With an eye on this market, all the major computer
vendors, including Hewlett-Packard, IBM, Microsoft, and
Sun, now offer hardware and software that enable
servers, PCs, and mainframes to tap into the power of a
grid. Useful though such commercial offerings are, they
can't yet manage the number of computers, networks, and
systems in a massive grid like the EGEE. What's more,
different vendors ended up developing different grid
technologies. So unlike the Web—developed at CERN,
incidentally—which is based on a common set of
standards, existing grids are based on a wide variety of
technologies. The field, it seems, is too immature for
any one company to risk launching products and services
on a large scale. Industry in this case adopted a
wait-and-see policy, letting the academic community take
the lead, as has often happened with emerging technologies.
Indeed, this is why major grid projects still need
public funding. International grid initiatives such as
EGEE aim to take the grid model one step further by
developing and testing computing, networking, and
security technologies and pushing for common standards.
This complements the efforts of international standards
bodies, such as the Global Grid Forum, which champions
technological convergence and interoperability.
But despite such efforts toward standardization, the
term grid
computing—as is often the case with
technological buzzwords—has come to mean different
things to different people. A source of confusion is the
concept of on‑demand or utility computing created by
computer vendors. The idea is that a customer needing
extra processing power can tap into a vendor's data
center, paying for what it uses. This is an interesting
concept, but it doesn't strictly require grid technology.
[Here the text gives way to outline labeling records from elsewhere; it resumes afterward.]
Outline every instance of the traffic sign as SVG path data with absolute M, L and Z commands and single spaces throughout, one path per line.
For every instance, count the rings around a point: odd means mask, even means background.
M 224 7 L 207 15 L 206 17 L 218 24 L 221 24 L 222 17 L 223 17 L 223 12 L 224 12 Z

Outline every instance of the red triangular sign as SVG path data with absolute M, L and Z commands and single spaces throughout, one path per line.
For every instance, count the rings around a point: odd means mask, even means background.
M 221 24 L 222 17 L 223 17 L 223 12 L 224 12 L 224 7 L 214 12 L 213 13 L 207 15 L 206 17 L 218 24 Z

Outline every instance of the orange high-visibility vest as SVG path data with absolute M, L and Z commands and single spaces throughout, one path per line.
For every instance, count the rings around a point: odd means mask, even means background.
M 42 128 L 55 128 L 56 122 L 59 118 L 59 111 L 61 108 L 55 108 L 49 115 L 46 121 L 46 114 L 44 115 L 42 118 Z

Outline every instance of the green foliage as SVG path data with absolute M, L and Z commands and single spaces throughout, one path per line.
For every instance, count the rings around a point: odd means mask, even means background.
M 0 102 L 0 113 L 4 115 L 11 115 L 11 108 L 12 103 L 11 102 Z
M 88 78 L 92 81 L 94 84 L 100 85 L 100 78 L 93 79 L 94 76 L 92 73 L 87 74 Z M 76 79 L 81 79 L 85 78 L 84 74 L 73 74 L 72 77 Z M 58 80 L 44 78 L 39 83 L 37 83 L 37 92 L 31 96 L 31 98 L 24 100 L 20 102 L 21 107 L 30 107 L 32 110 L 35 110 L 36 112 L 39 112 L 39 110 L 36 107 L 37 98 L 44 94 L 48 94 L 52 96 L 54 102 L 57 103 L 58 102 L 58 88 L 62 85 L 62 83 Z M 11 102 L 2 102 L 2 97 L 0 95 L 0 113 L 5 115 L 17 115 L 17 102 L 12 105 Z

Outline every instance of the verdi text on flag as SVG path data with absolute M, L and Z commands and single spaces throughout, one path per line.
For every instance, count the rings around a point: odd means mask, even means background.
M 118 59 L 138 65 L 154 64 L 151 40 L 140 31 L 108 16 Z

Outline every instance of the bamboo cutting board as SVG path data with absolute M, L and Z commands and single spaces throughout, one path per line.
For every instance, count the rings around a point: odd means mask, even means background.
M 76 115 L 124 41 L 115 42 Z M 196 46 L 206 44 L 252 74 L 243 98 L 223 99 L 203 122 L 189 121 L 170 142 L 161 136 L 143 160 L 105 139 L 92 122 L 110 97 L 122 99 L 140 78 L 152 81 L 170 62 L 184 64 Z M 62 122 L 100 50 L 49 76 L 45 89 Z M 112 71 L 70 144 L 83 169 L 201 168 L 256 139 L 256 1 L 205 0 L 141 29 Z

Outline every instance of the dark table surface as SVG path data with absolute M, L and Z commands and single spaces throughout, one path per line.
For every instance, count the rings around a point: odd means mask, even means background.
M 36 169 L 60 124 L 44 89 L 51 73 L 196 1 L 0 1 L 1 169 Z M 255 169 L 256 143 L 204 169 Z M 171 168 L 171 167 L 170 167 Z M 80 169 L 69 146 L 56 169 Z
And then there are systems for scavenging computing
power such as SETI@home, the popular screen saver that
relies on ordinary people's PCs to search
radio-astronomy data for signs of extraterrestrial
intelligence. Considering that SETI@home has been
downloaded onto more than 5 million PCs around the
globe, the ambitions of a project such as EGEE to
federate 100 000 computers seem modest by comparison.
But the similarities belie major differences. The sort
of scientific software running on the EGEE grid involves
complex configurations and requires reliable and secure
data transfers that casually connected PCs cannot provide.